To this end we have developed the interactive software COmputer-aided Matching and Peak ASSignment (COMPASS) with the intention of letting the user control the assignment process. In order to unambiguously assign connected spin systems, COMPASS identifies and analyzes fragments up to the size of ten residues. The likelihood for all possible assignments of such fragments is calculated and the most probable results are presented to the user who chooses among these suggestions. For deuterated proteins, isotope shifts are taken into account. Immediate feedback regarding the assignment process is provided and inconsistencies are easy to detect and address. User friendliness has been a key concern, with the aim of making the software intuitive to use. The outputs from COMPASS are assigned peak lists in Sparky format (T.D. Goddard and G.D. Kneller, SPARKY3, University of California, San Francisco), as well as the estimated secondary structure based on the secondary structure propensity (SSP) algorithm [17]. As we show below, COMPASS is very competitive for assigning proteins ranging in size from 60 to more than 300 residues.
Design and Implementation
COMPASS is a standalone multi-platform application for Linux, Mac OS X and Microsoft Windows written in C++ and the graphical user interface (GUI) is developed with Qt 5.2.1. For graphical visualization of the calculated secondary structure, the Qt C++ widget QCustomPlot is used.

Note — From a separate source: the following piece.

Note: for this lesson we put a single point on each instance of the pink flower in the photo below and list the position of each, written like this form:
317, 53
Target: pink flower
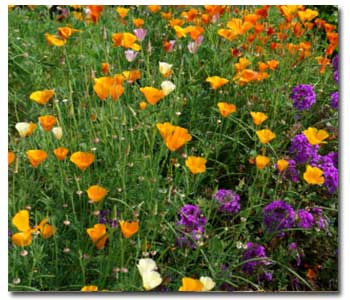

The required input for COMPASS is a file that specifies the amino acid sequence and peak lists for a selected set of NMR triple resonance experiments. A file that specifies the expected secondary structure is also accepted. The peaks must thus be picked manually or by using dedicated software [18], [19] and be referenced to 4,4-dimethyl-4-silapentane-1-sulfonic acid (DSS). The software can be subdivided into the modules ‘Convert’, ‘Label’, ‘Analyze’ and ‘Assign’. The ‘Convert’ module is a file converter that converts peak lists and protein sequence files to and from COMPASS format. The ‘Label’ module generates and labels spin systems from unassigned peak lists. Herein, a spin system is defined as all resonances that are in the same scalar coupled network as a particular amide proton. Thus, Cα(i-1), Cβ(i-1), CO(i-1), N(i), HN(i), Cα(i), Cβ(i) and CO(i) belong to the same spin system. Note that this implies that a particular 13Cα, 13Cβ or 13CO nucleus belongs to two different spin systems. The ‘Analyze’ module analyzes the spin systems for connectivities, generates fragments of connected spin systems and analyzes each fragment for the most probable assignments according to a chemical shift database. It also generates all necessary files needed for the ‘Assign ‘module where resonance assignments are performed and the secondary structure is calculated. Whereas ‘Convert’, ‘Label’ and ‘Analyze’ are fully automated, the ‘Assign’ module is interactive, i.e. the user has to approve suggestions. It also includes a fully manual mode where single spin systems can freely be assigned to any given position. If a COMPASS session is aborted prematurely, the status is saved so that the session can be reconvened at a later time point.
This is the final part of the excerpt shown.